Valuation

Here, we look at the asset’s valuation relative to its peers using classic multiples such as P/E, PEG, P/B, P/S, P/FCF and EV/EBITDA for corporates. These multiples are well-known and widely used thanks to their excellent predictive power. For the banks, we use a different set of metrics: classic P/E, PEG, and P/B multiples, as well as our know-how metrics, such as P/CR, P/RIBPT, and P/IBPT. P/CR is Price to Core Revenue (CR), similar to P/S for corporates. CR is calculated as Net interest income plus Net fee & commission income. P/IBPT is Price to Income Before Provisioning and Taxes (IBPT), similar to EV/EBITDA for corporates. IBPT is calculated as Core revenue minus Operating expenses plus Non-recurring income. IBPT measures operating profit but includes non-recurring items such as, for example, trading income, which may be heavily volatile. P/RIBPT is Price to Recurring Income Before Provisioning and Taxes (RIBPT), similar to P/FCF for corporates. RIBPT equals Core revenue minus Operating expenses. RIBPT measures the recurring operating profit of a bank, i.e. excluding inherently volatile sources of income. Also, both IBPT and RIBPT exclude provisioning, which is usually highly influenced by management decisions and rarely reflects the actual dynamics of the problem assets. We have been using these metrics for over a decade, and they have proven to have high predictive power for banks from both emerging and developed markets.

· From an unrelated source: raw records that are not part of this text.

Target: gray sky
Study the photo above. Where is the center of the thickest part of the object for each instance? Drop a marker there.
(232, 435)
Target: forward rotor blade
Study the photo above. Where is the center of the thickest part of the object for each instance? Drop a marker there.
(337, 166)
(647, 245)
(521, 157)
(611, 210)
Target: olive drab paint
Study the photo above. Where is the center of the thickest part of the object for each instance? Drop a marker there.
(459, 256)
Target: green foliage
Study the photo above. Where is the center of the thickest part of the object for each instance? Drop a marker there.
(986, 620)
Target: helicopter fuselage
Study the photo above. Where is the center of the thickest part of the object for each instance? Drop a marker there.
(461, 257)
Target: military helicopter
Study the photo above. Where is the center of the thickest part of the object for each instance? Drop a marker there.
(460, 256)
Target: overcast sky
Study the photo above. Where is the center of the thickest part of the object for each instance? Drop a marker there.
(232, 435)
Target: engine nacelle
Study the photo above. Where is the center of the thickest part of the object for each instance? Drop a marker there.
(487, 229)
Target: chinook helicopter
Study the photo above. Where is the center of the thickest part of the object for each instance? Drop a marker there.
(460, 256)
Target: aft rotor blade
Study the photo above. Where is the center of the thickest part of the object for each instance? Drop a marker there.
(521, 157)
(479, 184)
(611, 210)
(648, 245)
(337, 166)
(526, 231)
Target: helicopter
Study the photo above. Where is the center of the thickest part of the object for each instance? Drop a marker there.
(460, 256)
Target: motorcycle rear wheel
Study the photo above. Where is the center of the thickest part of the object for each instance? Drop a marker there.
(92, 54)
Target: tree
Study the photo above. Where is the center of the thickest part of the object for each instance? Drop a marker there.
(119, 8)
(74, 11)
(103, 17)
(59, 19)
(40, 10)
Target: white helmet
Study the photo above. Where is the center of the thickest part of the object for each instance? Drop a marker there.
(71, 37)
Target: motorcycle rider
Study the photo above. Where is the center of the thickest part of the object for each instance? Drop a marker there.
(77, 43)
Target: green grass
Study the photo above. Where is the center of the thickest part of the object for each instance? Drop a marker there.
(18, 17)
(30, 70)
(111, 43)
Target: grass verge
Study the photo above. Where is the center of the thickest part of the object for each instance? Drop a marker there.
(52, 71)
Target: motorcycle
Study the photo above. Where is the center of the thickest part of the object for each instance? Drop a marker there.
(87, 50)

The valuation score reflects how much this asset is under- or overvalued on the applicable multiples relative to its peers, including global, regional, country, sector, industry, and size peers. The lowest score (1 out of 7) means the asset’s multiples are significantly higher than various peers (‘greatly overvalued’). The highest score (7 of 7) implies that the asset’s multiples are markedly lower than peers (‘greatly undervalued’).

For bonds, this section benchmarks the bond’s yield-to-next (YtN, combining yield-to-maturity, yield-to-call, and yield-to-put) against the YtNs of the bonds with similar overall risk profiles and denominated in the same currency. The bond with YtN materially above that of the relevant peers will receive the highest score (7 of 7) and be labelled as distinctly ‘cheap’. On the other hand, the bonds with the lowest YtN among the relevant peers will receive the lowest score (1 of 7) and be labelled as very ‘expensive’.